According to a report that was published by the Consumer Financial Protection Bureau, “credit invisible,” also known as people who do not have a credit report on file with any of the three major credit bureaus, make up about 13.6 percent of the population of the United States, which is equivalent to about 45 million people.
Should you pursue your desire for a no-credit house loan if you have no credit history and little chance of getting one? It’s definitely worth a shot, but you should be prepared to put in some work.
What Kind of Information Is Important to Lenders?
When attempting to determine the type of borrower you are, lenders will often look at your credit score first. Your credit score is determined by each of the three credit reporting agencies by using a formula that is based on the information included in your report. This formula may be somewhat different from one agency to the next. On the other hand, you won’t have a credit score because you don’t have a history of using credit.
If you wish to apply for a house loan with no credit check, you might still be able to make use of the information that is provided in this formula. By looking over this material, you will gain some insight into the requirements that mortgage lenders have.

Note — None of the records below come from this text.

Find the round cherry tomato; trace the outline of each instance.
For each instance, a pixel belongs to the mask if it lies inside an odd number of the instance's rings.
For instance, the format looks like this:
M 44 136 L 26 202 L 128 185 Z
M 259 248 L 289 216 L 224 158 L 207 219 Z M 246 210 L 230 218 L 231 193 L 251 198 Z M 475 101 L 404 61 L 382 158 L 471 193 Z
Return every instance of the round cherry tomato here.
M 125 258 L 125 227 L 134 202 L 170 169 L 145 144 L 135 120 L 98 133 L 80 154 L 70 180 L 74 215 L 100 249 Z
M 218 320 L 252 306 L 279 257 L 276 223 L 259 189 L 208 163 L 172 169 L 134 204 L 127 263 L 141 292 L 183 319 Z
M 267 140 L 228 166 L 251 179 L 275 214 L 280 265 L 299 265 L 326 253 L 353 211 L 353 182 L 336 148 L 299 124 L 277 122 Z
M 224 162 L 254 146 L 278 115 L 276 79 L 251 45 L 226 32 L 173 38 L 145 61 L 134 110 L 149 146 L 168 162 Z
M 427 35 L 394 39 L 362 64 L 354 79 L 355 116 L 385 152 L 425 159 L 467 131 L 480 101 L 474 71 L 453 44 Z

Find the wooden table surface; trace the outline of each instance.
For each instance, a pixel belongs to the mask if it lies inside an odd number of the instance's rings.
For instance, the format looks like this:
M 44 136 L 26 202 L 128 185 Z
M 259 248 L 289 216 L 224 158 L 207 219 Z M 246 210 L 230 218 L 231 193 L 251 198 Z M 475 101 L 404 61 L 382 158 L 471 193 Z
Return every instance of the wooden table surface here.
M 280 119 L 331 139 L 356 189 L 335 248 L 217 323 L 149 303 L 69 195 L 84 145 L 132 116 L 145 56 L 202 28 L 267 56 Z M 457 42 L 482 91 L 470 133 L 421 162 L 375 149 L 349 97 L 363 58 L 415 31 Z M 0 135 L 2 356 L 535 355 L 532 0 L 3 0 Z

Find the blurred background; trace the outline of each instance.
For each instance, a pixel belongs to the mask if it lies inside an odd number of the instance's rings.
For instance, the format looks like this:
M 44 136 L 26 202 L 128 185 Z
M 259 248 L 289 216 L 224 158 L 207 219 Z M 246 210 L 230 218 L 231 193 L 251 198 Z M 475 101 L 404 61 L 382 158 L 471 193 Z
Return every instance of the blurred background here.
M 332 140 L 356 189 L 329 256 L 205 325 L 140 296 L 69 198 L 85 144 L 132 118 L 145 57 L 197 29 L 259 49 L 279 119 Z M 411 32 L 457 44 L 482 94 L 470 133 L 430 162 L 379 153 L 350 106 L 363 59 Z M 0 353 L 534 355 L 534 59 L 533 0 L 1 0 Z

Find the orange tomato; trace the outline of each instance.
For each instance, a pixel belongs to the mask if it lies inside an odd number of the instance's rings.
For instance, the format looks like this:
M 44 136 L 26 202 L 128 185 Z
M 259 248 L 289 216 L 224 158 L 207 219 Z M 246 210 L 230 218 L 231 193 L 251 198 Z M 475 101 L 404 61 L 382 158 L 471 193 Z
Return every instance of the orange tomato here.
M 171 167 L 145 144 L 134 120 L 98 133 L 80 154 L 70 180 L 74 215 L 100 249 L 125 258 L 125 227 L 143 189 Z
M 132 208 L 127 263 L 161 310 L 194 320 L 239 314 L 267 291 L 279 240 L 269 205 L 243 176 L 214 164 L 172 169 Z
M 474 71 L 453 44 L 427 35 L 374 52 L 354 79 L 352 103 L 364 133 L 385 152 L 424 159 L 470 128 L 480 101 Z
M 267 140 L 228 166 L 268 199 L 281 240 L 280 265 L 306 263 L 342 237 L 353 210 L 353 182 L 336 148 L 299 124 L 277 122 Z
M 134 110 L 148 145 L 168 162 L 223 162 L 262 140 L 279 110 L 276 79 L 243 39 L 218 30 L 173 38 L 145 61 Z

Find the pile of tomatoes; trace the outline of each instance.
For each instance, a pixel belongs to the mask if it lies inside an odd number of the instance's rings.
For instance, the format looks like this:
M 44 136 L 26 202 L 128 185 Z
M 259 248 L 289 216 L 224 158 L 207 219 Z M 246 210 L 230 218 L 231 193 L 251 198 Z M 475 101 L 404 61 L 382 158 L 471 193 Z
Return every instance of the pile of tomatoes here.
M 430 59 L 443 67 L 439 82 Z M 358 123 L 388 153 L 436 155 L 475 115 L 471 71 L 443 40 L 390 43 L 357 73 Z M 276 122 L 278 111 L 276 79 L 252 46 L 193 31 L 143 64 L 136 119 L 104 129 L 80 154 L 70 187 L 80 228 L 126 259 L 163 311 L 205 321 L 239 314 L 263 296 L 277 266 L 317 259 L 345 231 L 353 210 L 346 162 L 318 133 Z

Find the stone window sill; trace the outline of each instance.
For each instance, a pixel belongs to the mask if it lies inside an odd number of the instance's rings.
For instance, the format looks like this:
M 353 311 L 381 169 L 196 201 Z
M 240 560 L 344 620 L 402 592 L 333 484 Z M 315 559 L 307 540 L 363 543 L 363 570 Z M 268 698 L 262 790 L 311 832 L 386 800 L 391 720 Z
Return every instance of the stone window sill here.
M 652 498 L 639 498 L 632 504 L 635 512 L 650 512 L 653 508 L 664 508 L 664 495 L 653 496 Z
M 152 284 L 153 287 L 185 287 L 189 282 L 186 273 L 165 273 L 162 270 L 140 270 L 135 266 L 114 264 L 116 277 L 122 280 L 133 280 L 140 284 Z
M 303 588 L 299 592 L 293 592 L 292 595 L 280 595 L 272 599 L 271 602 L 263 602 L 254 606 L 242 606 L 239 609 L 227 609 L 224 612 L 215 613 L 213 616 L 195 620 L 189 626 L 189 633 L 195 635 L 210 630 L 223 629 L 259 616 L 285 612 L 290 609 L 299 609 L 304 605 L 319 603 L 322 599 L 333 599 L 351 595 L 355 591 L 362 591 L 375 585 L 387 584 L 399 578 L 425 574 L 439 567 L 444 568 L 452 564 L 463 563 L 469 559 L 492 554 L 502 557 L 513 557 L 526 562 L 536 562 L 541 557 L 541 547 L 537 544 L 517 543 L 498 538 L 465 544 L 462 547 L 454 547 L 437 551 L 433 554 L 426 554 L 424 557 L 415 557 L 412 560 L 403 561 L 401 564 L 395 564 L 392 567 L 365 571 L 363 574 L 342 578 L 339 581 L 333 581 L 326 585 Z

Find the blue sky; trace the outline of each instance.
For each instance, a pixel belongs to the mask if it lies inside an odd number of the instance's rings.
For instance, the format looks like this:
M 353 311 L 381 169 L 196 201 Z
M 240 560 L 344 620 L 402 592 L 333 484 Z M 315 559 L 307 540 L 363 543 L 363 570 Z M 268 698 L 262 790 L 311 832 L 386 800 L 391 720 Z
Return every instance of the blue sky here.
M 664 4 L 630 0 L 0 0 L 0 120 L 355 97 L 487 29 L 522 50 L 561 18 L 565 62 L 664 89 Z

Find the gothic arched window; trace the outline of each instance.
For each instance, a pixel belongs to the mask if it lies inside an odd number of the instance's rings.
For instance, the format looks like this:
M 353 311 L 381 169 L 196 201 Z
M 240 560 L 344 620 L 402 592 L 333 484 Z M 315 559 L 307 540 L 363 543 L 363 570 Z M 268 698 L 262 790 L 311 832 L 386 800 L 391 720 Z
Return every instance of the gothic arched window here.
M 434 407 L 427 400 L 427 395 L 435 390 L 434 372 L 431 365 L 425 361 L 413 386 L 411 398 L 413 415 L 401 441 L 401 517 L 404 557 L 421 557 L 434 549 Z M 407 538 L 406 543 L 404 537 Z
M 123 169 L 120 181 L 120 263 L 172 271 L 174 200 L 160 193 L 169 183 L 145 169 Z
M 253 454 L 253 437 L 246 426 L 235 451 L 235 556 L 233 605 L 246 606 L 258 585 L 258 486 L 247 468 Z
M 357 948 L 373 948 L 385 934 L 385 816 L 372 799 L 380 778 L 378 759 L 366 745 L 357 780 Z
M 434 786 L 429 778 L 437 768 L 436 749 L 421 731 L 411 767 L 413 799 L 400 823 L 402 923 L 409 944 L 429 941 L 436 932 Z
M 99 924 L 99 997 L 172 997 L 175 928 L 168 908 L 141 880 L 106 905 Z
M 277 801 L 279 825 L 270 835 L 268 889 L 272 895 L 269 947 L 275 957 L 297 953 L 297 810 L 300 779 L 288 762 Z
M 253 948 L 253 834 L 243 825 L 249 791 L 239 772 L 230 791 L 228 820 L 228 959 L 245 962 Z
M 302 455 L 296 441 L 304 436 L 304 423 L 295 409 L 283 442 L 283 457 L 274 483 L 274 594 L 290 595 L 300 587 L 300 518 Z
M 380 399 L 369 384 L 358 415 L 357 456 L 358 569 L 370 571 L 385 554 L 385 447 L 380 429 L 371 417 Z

The following are the components of a person’s credit history, along with the percentages of each that are utilized in the computation of a credit score:
- Payment history accounts for 35% of the total.
- The total amount owed is thirty percent.

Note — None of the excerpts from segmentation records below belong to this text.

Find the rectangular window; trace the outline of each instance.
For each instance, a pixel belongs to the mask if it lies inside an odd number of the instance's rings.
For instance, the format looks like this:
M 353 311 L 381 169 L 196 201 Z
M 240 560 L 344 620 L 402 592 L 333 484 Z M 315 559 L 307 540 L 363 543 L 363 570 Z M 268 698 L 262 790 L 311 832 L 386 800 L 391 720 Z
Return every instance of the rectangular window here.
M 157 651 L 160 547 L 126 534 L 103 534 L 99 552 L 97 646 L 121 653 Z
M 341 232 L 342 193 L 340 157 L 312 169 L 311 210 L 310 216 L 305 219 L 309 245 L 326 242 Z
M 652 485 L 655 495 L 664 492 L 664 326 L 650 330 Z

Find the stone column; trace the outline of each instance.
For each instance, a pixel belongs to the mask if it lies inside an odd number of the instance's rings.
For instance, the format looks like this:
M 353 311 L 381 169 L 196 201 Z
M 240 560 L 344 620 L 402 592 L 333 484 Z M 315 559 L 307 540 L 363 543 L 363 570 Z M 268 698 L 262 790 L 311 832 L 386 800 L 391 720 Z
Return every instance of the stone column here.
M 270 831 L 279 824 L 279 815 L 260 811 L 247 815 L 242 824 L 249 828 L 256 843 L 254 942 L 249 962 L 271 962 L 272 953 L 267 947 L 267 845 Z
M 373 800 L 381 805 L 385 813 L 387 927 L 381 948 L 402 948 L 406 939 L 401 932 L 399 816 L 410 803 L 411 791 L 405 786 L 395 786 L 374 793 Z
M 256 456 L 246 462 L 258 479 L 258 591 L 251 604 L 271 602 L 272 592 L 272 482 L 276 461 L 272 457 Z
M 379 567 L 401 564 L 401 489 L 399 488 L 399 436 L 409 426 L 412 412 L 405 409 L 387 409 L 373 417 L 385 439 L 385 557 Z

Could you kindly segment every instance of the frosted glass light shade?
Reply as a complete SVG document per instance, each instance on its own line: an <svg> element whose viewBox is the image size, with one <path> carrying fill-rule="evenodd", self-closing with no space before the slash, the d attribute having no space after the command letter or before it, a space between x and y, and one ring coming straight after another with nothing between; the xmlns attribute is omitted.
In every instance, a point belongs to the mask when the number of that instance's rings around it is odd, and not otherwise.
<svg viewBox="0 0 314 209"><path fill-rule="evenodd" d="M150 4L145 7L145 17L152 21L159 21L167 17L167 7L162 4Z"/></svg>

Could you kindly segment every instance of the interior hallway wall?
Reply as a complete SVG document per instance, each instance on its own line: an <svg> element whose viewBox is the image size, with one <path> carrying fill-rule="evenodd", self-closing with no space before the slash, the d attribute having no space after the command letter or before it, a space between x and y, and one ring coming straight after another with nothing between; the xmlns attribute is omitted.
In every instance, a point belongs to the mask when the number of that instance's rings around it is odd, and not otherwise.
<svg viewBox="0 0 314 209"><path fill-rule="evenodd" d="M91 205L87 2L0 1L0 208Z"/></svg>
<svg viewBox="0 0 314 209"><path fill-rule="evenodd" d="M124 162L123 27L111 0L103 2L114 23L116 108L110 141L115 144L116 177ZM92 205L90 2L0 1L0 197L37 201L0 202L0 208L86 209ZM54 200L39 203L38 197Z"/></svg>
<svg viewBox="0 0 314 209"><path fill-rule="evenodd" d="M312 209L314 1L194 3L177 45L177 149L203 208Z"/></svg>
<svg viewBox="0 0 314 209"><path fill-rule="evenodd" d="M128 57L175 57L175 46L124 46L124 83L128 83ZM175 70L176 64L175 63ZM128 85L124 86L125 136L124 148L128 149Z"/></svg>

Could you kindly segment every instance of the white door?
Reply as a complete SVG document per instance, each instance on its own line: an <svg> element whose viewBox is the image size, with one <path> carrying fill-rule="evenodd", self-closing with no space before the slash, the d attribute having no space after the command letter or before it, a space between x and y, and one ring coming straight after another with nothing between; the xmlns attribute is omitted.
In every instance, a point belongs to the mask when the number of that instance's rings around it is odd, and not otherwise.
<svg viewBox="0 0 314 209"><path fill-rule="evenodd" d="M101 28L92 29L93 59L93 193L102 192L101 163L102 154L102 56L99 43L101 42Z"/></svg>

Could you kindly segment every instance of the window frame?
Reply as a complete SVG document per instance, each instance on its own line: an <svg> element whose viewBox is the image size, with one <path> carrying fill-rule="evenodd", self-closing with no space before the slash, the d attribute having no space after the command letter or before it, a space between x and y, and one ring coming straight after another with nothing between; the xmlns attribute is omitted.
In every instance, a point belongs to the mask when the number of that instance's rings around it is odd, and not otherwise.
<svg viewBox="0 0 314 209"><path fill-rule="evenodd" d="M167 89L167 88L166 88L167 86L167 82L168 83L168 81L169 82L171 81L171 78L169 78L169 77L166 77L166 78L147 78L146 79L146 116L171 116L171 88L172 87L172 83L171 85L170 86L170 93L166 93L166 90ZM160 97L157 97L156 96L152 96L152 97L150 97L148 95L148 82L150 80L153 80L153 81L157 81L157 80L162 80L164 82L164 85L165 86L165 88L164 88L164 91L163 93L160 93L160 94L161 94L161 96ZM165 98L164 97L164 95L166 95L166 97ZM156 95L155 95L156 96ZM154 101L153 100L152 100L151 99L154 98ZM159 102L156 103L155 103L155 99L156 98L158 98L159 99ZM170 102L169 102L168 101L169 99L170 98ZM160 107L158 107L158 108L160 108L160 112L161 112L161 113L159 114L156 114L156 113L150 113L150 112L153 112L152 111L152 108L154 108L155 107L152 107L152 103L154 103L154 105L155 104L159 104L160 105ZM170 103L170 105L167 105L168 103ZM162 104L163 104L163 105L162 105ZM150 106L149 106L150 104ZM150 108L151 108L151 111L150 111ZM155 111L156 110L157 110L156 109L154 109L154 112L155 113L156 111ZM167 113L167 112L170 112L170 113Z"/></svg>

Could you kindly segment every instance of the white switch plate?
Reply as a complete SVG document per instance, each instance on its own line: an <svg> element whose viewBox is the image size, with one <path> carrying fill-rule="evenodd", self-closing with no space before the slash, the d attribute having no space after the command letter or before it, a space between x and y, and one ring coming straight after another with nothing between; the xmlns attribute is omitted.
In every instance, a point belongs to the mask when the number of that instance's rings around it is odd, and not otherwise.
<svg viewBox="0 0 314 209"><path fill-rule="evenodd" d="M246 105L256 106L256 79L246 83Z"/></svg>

- The length of your credit history accounts for 15% of your score.
- 10% of purchases were made using various forms of credit.

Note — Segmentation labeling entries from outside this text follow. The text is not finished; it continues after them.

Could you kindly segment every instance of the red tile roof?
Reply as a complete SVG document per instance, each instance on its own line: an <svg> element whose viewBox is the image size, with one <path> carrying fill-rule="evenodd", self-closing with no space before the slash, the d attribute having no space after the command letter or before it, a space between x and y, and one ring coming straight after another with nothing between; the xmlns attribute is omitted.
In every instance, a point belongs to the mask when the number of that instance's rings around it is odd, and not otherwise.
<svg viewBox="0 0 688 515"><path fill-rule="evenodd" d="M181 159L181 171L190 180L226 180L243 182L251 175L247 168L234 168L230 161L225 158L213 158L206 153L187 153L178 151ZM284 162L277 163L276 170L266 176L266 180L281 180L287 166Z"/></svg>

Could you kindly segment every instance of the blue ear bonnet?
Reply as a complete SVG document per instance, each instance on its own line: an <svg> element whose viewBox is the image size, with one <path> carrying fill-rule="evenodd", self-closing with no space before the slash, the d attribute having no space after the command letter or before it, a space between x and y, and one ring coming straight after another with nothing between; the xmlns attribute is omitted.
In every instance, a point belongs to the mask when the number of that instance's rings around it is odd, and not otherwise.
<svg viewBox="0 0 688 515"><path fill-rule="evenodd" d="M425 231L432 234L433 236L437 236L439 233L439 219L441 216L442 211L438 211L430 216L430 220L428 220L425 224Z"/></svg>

- a new credit score equals 10%
How to Convince Others of Your Dependability
The length of time that payments have been made on time is the first and most important factor that mortgage lenders look at when evaluating applicants’ credit histories. You won’t be able to rely on a mortgage lender to assess whether or not they should provide you with a loan based on your credit score; rather, you will be required to submit additional evidence that demonstrates that you are able to make payments on time and in full. If you can provide the necessary documents, however, many creditors may accept a payment history in place of a credit history from borrowers.
If you want to have a chance of persuading a lender to use your payment history instead of your credit history, you might need to have at least one year’s worth of paid receipts and potentially copies of cleared checks or other payment evidence. This will give you the best chance of succeeding. The collective name for these aspects is “alternative credit data.” The following is a list of the most prevalent alternate forms of credit data:
- bills for cellular phones, landlines, and cable television.
- Bills for utilities that are not incorporated into the rent
- Insurance payments (car, life, health, and other types of coverage)
- Union dues
- Care for children
- The cost of education
- Payments are made on a consistent basis into a stock purchase plan or a savings plan
The lender will determine the particular alternative credit data that is required of you as well as the amount of time for which you must furnish documents.
Where to Look for No-Credit-Required Home Loans
In the past, it was rather uncommon to be able to receive a no-credit house loan from a large lender, such as a large bank or large mortgage business. These types of lenders often need a good credit history from their borrowers. They are not willing to put in the effort required to meet your standards for approval.
The times are changing. The Fair Isaac Corporation, which is well known for developing the FICO Credit Score, has also produced the FICO Score XD, which is distinguished by its utilization of other data sources. If the FICO Score XD becomes widely used, it has the potential to radically alter the situation for those seeking no-credit home loans. There are also significant financial institutions that are working on the creation of their very own alternative approaches to credit scoring.
Other places to look for no-credit home loans include credit unions and smaller, community-based banks. If you have a personal relationship with a lender, such as with a small hometown bank, it is possible that the lender may be willing to perform the manual underwriting that is required to complete an application for a no-credit, alternative-data home loan.
The Federal Housing Administration (FHA) is one potential provider of house loans available regardless of credit history. According to Housing and Urban Development (HUD), the Federal Housing Administration (FHA) cannot reject a borrower’s application for a mortgage loan based solely on the fact that the borrower does not have a credit history.
There is a significant possibility that you will be approved for an FHA mortgage if you are able to demonstrate that you have paid items like rent, utilities, insurance, and other fixed costs on time over the course of one year.
The Crux of the Matter
If you have no credit history yet are interested in obtaining a no-credit home loan, you may have a few choices available to you. On the other hand, it’s possible that you won’t be able to avoid a lender’s request to look at your credit history. If you want to apply for a home loan, you might have to wait until you have established credit first.
If this is the case, you can apply for a standard credit card, keep a balance of less than 30% of your total credit limit, and make sure to pay off your debt by the due date each month. After a period of six months, you may have established sufficient credit to qualify for a FICO score and submit an application for a home loan.